Emphasis needs to be laid on real sectors- such as biotechnology, IT, capital goods, and so on. Finance is just a net that facilitates other sectors. It cannot facilitate itself- understand this sentence, and you'll know what went wrong last year.
And coming over to the governments now. "America is a capitalist economy." My history teacher told me. America fought a cold war based on the capitalist ideology (no offense meant, there were other factors also!). I say, and I am a capitalist myself, America is not a capitalist economy. It is an American economy. If it were a true capitalist, it would let its organisations fail. AIG is fine, understandable since a capitalist is a hypocrite as well. But others did never deserve the bailout. And what have we got in India, as a direct consequence of the so much popularized and talked about American bailouts? Indian bailouts. Governments recapitalizing PSU banks is another issue that i dare not elaborate!
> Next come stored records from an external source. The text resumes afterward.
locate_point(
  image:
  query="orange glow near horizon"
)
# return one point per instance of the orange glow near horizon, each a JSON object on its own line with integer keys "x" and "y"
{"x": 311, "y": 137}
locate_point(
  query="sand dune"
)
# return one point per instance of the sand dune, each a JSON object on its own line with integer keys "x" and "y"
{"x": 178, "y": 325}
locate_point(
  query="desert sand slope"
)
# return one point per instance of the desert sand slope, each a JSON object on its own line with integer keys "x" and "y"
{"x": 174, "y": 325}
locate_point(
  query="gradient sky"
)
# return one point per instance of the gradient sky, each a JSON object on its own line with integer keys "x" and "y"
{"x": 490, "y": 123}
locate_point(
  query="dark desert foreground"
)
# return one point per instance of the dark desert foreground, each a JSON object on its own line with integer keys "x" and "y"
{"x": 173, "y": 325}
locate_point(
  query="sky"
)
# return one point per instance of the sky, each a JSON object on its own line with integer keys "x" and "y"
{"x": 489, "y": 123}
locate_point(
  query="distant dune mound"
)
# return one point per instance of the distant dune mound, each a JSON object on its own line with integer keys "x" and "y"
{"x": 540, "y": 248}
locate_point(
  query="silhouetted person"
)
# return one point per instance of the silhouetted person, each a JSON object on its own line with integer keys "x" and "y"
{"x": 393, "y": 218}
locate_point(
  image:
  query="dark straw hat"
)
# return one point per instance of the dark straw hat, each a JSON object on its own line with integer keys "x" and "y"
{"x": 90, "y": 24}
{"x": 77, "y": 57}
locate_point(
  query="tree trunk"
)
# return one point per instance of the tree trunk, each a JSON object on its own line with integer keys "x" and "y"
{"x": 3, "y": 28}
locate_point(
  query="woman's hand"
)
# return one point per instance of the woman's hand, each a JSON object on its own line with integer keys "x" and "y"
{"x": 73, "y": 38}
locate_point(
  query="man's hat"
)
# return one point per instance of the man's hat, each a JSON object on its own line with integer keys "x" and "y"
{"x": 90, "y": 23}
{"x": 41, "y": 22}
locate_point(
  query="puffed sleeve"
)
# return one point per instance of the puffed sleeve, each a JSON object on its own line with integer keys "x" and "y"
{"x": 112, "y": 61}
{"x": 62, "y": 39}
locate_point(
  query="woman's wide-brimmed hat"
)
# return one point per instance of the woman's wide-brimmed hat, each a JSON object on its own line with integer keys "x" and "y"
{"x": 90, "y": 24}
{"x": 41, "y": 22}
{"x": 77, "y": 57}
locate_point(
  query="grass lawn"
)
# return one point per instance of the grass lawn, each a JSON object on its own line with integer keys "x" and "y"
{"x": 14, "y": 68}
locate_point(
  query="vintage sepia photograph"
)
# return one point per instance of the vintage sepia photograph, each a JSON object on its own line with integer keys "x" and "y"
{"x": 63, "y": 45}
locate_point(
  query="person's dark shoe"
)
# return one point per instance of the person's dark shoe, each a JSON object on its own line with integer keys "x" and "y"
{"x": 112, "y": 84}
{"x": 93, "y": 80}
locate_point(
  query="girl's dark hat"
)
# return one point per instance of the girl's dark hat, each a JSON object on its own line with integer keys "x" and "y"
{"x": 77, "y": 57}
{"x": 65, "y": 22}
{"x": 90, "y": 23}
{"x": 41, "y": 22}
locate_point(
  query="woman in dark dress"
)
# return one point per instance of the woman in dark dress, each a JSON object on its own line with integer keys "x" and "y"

Real estate biggies who were punting like dirty, greedy hogs some years ago were begging for government policy reforms and debt restructuring. And the government gave in to most of those demands- are we really such socialists that we only heed to the demands of the rich who have grown to be so rich that they cannot afford to become slightly poorer, or slightly less richer than they are now? The government should have let them fail, go insolvent. What the governments have done now, worldwide, by granting bailout money to people who do not deserve it is they have created a larger system, increased the degree of freedom to abuse money and its derivatives. They have not reduced the cyclical nature of capitalist economies, they have only increased the size of the cycle. The next bust will be larger than this one, and one wonders where would the bailout money come from! And how much would it be. A large audit needs to be done- to find out how much cash, how much real money actually exists. But that is as impossible as getting PoK back from Pakistan!
Putting things into perspective for the investor community, investments should be made in the spirit of investment. According to Graham, Benjamin and Dodd, and i fully agree to this, an investment is a choice by an individual or an organization such as a pension fund, after at least some careful analysis or thought, to place or lend money in a vehicle (e.g. property, stock securities, bonds) that has sufficiently low risk and provides the possibility of generating returns over a period of time. Placing or lending money in a vehicle that risks the loss of the principal sum or that has not been thoroughly analyzed is, by definition speculation, not investment.
Stay away from punters and penny stocks. Invest in companies where you know for sure there is a good management, and use your own head, sensibly and immune to greed.
Happy Diwali and a Prosperous New Year to All Readers!